Airport in Virginia, United States of America

Accomack County Airport is a county-owned public-use airport in unincorporated Accomack County, Virginia, United States, located 1 mi west of the central business district in Melfa, a town in the county.

==History==
The airport was built by the United States Army Air Forces about 1942, and was known as Melfa Flight Strip. It was an emergency landing airfield for military aircraft on training flights. It was closed after World War II, and was turned over for local government use by the War Assets Administration (WAA).
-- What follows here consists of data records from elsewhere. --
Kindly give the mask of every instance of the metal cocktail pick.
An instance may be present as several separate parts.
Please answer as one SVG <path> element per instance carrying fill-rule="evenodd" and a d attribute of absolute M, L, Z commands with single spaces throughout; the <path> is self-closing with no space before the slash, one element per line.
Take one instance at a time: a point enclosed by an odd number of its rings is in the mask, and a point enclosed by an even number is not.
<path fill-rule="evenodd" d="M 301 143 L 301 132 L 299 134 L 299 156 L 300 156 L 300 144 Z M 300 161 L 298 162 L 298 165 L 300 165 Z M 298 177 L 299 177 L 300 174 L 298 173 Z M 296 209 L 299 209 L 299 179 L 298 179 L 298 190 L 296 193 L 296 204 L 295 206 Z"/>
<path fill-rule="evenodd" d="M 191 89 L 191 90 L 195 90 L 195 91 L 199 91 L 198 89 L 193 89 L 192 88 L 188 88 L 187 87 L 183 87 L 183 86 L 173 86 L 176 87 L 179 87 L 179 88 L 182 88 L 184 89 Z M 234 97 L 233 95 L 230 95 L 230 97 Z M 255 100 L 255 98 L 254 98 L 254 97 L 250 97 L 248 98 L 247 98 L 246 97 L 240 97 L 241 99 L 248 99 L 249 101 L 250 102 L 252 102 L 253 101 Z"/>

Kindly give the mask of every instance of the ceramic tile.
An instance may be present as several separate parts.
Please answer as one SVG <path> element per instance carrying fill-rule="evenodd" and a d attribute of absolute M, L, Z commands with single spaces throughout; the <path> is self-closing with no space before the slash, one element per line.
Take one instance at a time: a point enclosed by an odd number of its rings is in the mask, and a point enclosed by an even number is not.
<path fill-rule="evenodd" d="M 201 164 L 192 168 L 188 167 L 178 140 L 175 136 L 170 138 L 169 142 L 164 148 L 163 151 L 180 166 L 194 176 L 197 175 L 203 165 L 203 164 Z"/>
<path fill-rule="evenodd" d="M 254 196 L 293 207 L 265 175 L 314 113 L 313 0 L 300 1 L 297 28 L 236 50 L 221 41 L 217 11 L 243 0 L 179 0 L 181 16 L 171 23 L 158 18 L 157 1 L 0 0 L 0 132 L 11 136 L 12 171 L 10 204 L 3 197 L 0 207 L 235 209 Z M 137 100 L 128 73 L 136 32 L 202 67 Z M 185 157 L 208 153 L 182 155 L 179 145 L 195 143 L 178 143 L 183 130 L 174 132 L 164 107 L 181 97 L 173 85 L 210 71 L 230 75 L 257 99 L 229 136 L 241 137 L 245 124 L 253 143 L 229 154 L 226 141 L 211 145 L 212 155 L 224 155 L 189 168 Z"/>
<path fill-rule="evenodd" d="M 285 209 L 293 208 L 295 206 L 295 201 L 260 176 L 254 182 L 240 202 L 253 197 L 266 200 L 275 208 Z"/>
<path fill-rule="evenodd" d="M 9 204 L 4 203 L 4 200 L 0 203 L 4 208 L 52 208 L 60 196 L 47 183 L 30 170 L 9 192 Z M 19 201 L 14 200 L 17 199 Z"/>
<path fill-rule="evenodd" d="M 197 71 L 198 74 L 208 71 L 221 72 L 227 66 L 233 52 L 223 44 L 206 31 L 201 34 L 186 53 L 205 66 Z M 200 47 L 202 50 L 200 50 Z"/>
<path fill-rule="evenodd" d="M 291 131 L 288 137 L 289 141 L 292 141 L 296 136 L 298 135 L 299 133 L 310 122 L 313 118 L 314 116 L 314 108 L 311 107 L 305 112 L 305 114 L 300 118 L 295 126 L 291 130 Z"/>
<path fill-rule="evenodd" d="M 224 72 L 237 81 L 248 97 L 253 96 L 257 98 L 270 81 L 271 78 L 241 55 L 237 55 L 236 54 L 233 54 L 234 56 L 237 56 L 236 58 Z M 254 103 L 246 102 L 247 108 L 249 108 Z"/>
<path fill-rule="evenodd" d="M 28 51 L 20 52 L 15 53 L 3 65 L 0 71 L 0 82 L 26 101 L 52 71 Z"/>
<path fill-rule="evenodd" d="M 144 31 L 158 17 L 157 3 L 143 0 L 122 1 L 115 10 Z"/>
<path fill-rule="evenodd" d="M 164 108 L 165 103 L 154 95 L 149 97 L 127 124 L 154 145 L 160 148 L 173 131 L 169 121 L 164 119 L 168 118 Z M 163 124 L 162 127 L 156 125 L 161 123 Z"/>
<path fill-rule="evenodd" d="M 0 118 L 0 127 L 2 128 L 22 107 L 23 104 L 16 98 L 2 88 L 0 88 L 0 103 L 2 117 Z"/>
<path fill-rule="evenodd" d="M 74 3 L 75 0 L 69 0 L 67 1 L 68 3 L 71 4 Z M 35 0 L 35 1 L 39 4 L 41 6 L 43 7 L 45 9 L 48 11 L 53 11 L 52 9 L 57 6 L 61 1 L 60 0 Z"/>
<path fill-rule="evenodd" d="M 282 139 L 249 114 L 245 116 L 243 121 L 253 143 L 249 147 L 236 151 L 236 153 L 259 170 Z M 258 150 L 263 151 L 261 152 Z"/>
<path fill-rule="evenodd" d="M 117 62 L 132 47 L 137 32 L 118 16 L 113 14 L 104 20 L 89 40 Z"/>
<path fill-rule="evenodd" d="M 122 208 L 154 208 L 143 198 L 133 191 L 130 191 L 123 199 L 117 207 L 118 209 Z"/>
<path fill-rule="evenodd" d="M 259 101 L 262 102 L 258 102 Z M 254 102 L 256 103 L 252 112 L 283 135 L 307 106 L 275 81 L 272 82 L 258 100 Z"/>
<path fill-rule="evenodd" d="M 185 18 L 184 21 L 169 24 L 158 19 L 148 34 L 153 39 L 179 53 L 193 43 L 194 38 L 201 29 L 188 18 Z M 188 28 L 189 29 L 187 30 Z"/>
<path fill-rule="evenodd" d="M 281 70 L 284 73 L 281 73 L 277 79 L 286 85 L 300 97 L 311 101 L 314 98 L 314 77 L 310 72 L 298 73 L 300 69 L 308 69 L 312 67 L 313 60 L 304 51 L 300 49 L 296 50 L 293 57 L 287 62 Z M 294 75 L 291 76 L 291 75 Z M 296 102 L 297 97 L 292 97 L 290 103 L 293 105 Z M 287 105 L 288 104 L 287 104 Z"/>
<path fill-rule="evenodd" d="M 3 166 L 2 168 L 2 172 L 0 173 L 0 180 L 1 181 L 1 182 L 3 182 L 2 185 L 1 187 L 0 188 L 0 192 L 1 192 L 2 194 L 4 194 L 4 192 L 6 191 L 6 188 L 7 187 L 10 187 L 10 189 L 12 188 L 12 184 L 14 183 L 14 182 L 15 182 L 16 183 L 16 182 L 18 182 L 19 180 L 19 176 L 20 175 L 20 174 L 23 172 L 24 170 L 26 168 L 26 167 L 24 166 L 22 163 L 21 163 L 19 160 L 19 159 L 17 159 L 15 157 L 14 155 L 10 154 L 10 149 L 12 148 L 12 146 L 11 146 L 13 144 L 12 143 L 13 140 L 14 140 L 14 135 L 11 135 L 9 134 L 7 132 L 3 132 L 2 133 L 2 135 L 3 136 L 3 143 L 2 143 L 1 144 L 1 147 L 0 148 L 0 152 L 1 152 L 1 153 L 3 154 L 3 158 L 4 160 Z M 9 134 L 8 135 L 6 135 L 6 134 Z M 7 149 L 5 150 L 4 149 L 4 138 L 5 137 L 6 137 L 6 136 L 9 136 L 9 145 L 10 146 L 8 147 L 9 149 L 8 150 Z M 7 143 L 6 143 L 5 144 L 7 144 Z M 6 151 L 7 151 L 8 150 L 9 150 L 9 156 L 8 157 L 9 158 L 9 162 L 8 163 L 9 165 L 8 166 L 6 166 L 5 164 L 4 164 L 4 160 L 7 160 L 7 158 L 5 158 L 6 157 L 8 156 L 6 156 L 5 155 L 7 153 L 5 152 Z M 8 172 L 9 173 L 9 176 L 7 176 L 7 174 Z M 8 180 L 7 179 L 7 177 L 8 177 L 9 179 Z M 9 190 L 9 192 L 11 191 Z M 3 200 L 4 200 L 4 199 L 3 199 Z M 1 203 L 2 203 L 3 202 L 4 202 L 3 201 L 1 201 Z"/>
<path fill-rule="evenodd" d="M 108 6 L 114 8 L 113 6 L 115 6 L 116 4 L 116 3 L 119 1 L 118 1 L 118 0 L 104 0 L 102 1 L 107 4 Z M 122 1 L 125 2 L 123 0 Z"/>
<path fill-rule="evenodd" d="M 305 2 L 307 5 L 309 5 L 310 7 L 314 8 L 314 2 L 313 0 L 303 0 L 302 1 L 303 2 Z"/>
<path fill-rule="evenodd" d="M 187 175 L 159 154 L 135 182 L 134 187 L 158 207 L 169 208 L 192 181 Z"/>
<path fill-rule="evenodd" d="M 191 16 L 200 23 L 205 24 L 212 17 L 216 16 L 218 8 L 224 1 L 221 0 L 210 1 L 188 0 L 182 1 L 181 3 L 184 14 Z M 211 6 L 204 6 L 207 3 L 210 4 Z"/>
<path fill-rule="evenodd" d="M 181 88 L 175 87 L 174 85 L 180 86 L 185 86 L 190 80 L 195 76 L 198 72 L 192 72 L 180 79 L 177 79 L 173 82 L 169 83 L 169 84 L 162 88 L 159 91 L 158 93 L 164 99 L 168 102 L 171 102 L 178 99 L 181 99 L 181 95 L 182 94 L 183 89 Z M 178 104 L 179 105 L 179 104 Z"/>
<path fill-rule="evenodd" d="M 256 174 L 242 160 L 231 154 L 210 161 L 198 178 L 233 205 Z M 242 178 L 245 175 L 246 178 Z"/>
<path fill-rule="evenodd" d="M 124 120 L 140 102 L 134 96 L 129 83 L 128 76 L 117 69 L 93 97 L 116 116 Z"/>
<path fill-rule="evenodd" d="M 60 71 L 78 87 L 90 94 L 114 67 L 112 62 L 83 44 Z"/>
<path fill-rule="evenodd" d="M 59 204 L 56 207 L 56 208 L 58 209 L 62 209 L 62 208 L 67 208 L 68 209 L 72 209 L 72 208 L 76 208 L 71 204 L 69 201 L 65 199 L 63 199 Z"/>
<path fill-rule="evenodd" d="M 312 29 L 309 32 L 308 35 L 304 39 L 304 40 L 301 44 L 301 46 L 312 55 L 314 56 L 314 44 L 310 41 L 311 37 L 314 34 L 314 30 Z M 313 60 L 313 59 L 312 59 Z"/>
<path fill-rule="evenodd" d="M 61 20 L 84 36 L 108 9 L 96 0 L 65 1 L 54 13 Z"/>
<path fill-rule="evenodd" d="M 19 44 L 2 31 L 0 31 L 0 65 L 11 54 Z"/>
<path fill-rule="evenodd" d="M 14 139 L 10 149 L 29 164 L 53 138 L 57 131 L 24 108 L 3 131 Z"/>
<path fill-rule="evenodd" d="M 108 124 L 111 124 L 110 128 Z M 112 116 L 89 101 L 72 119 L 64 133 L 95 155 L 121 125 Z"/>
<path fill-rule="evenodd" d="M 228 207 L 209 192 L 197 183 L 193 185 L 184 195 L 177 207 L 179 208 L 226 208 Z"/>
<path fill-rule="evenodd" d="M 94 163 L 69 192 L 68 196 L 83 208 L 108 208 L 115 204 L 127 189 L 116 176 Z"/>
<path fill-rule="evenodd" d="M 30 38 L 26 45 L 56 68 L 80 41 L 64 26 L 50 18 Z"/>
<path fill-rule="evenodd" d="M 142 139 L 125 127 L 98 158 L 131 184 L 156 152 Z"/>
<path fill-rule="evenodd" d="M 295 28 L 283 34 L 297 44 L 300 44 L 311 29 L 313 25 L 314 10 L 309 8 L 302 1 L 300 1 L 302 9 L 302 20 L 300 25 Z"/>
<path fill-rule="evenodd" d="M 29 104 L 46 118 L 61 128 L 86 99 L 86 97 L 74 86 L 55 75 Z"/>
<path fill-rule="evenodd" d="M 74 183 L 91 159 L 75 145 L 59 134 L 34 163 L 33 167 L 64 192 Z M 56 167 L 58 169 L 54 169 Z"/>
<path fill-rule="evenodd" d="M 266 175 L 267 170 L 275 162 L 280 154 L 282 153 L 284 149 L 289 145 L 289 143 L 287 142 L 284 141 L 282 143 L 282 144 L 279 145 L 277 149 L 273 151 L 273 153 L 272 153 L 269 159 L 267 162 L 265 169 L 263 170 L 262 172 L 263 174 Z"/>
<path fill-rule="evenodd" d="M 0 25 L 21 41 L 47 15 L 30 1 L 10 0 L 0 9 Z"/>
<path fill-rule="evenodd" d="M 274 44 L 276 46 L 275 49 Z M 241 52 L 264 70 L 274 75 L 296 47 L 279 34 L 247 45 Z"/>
Between April 1957 and October 1958 the north end of runway 21, which is now a displaced threshold section, was used for tests by the Naval Ordnance Laboratory.

These tests involved an Vought F7U Cutlass dropping simulated atomic anti-runway bombs, to test for penetration necessary for effectiveness.

The repairs to the displaced threshold, still visible on aerial photographs, are impacts from these tests.

== Facilities and aircraft ==
Accomack County Airport covers an area of 100 acres which contains one runway designated 3/21 with a 5,000 x 100 ft (1,524 x 30 m) asphalt surface. For the 12-month period ending September 30, 2009, the airport had 14,056 aircraft operations, an average of 38 per day: 84% general aviation and 8% air taxi and 9% military. At that time there were 23 aircraft based at this airport: 22 single-engine and 1 multi-engine.